I once saw the legendary actor Richard Burton in person, a few years before his untimely death. I was leaving a Manhattan restaurant after lunch and saw him sitting with a small group. I strained to hear his famous speaking voice, but he said nothing.

Burton’s 1964 Broadway performance as Hamlet has finally been released on video. It was a sensation at the time; his celebrity had peaked during his scandalous affair with Elizabeth Taylor, which got roughly the combined publicity of the Kennedy assassinations and 9/11. “Liz and Dick,” as the press called them, had met during the filming of the mega-epic Cleopatra, now nearly forgotten.

I followed the story, but I was more interested in Dick than in Liz. In fact I wished he’d dump her and go back to Shakespeare and, if necessary, his wife. So I was enthralled when he played Hamlet on Broadway.

As a high-school boy in Michigan, I didn’t expect to see it; but it was shown for one night only at movie theaters across the United States on closed-circuit television, so I saw it in Ann Arbor. This, the public was told, would be our only chance to see it, forever; the tape would be destroyed. Home video was still undreamed of. But lo, here it is at last, available to everyone.

It was a curious production. The actors wore street clothes instead of period costumes. The conceit was that Hamlet can never receive a definitive performance, but can only be eternally rehearsed, so it was performed as a rehearsal. I supposed it saved the producers a lot of money.

My impression at the time was one of disappointment. The conceit didn’t work. Shakespeare demands pageantry.

[Breaker quote: Recalling a great talent wasted]Having seen the video, I feel even more disappointed. Yet the Burton Hamlet remains an interesting period piece. If nothing else, it tells you what kind of cultural fraud could be perpetrated in 1964.

The cast was all wrong. Apart from Hume Cronyn’s Polonius, none of the other characters had any distinction. Most were played by Americans with no feeling for Shakespeare’s verse.

This forced Burton to carry the play all by himself. He was acting as if in a vacuum. You can still sense his riveting stage presence on the video, but he seems to overwhelm the other actors rather than interact with them.

As a result he appears less Hamlet than just hammy. He was already too old for the young prince, too commandingly virile to reflect the role’s perplexities. This Hamlet never hesitates. He is a man of action, not meditation.
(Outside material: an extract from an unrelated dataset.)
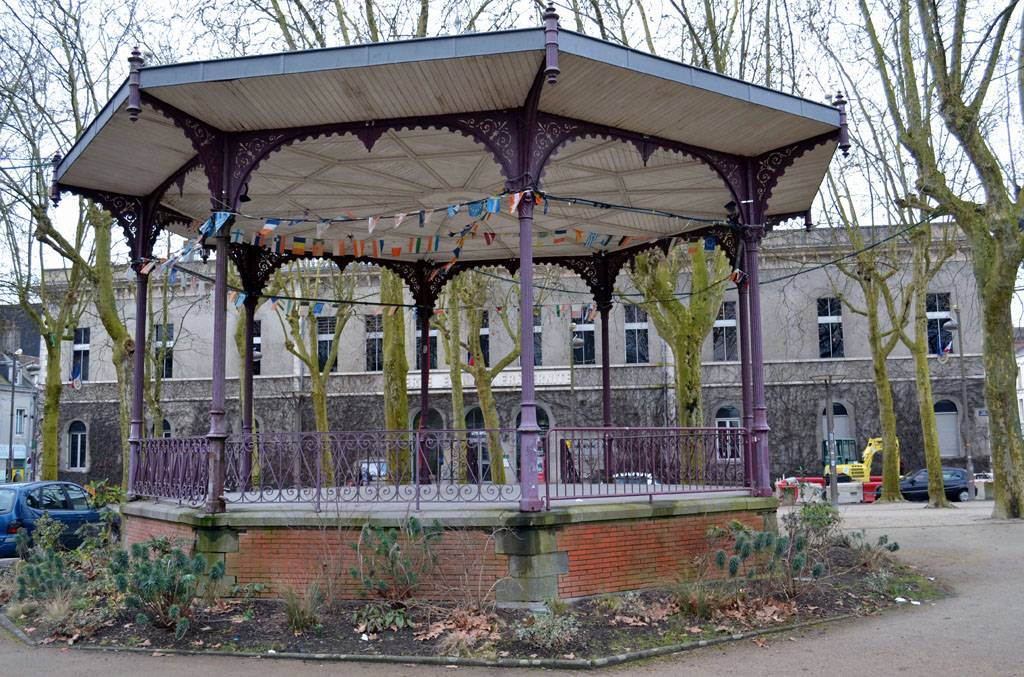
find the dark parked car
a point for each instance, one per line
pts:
(22, 504)
(914, 485)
Even Burton’s great voice becomes a liability. It snaps off the familiar lines with what one writer called its “tympanic resonance,” undeniably thrilling, but there is no real drama, only the sense of brilliant recitation. Hamlet is played as a celebrity, witty but hardly tragic. His death brings no tears.
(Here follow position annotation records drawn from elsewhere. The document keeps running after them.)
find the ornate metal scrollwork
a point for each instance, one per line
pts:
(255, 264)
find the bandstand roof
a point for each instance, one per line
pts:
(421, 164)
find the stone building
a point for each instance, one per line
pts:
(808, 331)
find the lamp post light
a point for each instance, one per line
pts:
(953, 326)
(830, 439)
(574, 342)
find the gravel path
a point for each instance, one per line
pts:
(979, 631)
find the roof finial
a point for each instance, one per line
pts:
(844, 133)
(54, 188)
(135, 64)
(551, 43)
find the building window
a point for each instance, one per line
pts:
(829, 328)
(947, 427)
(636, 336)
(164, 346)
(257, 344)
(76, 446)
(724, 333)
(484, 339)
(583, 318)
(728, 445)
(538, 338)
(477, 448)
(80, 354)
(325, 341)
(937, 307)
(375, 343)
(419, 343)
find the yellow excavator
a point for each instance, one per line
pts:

Sir John Gielgud directed, and the spare production uses a tape recording of his voice to represent the ghost of Hamlet’s father. Here is another bit of incongruity. In his day Gielgud was considered the greatest speaker of Shakespeare in the world, but to hear his quavery tenor urging the rugged basso Burton to violent revenge is almost comical.

Burton never played another serious Shakespeare role. Near the end of his life he spoke of alternating with Robert Preston as Othello and Iago, but it never came off. In his youth he had made an awesome reputation on the English stage as Hamlet, Iago, Prince Hal, Coriolanus, and the Bastard in King John — a reputation you’ll fully understand if you can lay hands on his electrifying recordings of Coriolanus and The Rape of Lucrece.
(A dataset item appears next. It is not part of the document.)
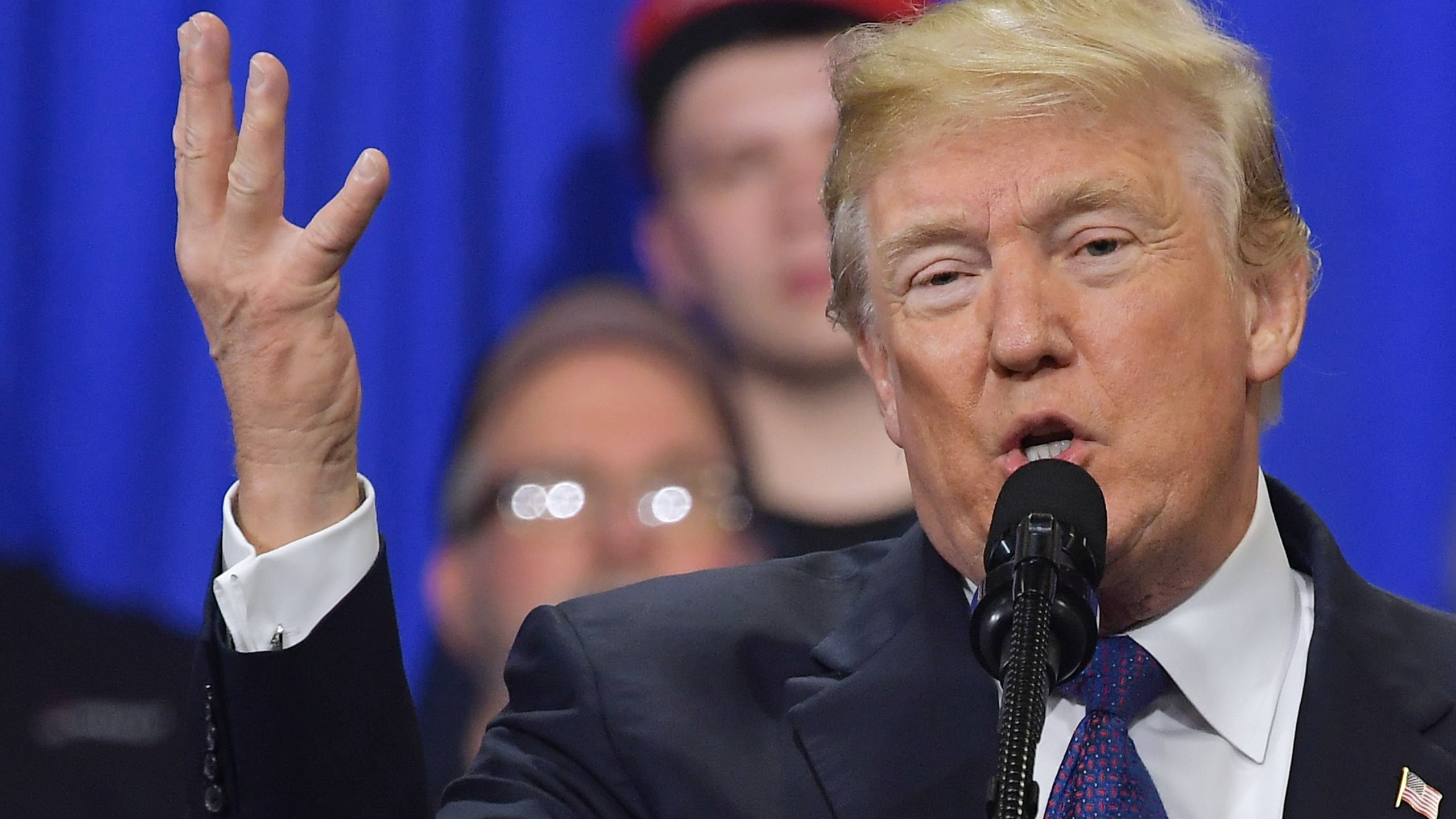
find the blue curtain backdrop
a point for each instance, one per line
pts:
(510, 143)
Alas, his 1964 turn as Hamlet — weary and dreary — already shows a great talent gone to seed. We didn’t know it then, but he was nearly finished before he was forty. After that he made lots of movies, many with Taylor, in which he looked as bored as he was boring.

Too bad. He could be a generously eloquent man, as when he said of his great contemporary and rival Paul Scofield, “Of the ten greatest moments in the theater, eight are Scofield’s.” The pity is that a few of them might have been Burton’s.